Social media aren’t to blame for rising anxiety

Social media icons including Facebook and Instagram displayed on a mobile phone screen

I seems clear that it’s Guardian policy to blame everything on social media (Anxiety on rise among the young in social media age, 5 February). But while a YouGov survey carried out for the Prince’s Trust may note a doubling of 16- to 25-year-olds disagreeing with the statement that “Life is really worth living” since 2009, in that same period we’ve had the fallout from the 2008 financial crash, nearly a decade of Tory austerity and hostile environment policies, the ongoing Brexit calamity, and all things Trump-connected, from tearing up environmental policies to abandoning nuclear limitation treaties.

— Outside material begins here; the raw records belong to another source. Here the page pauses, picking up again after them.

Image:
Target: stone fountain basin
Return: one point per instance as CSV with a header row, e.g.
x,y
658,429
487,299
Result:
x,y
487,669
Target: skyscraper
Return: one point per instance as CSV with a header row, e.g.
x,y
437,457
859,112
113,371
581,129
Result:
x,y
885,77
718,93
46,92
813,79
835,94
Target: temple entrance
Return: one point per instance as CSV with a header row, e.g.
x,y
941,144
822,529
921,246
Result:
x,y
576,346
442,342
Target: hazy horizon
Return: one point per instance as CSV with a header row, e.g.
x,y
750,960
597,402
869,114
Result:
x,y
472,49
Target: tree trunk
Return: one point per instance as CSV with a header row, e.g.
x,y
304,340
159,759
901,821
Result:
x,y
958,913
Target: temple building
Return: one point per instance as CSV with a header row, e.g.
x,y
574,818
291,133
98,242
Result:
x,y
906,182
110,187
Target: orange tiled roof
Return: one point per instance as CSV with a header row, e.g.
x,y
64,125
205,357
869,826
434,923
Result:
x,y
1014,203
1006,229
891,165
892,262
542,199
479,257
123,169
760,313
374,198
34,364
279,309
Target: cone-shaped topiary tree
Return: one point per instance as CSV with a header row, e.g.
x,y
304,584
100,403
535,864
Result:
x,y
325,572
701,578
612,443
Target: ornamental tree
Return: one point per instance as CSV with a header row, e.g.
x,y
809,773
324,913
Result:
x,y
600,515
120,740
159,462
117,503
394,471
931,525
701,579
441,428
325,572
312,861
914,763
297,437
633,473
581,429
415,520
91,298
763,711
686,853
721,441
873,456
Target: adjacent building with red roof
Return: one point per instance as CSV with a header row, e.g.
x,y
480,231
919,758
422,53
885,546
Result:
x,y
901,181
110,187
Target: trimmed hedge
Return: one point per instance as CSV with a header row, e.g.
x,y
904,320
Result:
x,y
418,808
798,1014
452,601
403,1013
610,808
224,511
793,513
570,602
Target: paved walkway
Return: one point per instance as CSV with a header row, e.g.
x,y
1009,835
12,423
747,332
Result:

I don’t know about 16- to 25-year-olds, but this 71-year-old is as anxious as he can ever remember being. Facebook is positively healing therapy by comparison.
Ian Anderson
Bristol

• I dislike this current trend to blame the decline in children’s mental health on social media. When I trained as a teacher 35 years ago education was seen as a system which supported children’s mental health and wellbeing. We talked about child-centred learning. We educated the whole child. Dramatically, in the last 20 years this holistic agenda has been stripped out of education to a system where only numbers count. It serves the government very well to focus on social media and take the spotlight off its disastrous education policies. Social media is a reflection of society’s ills, not the creator of them.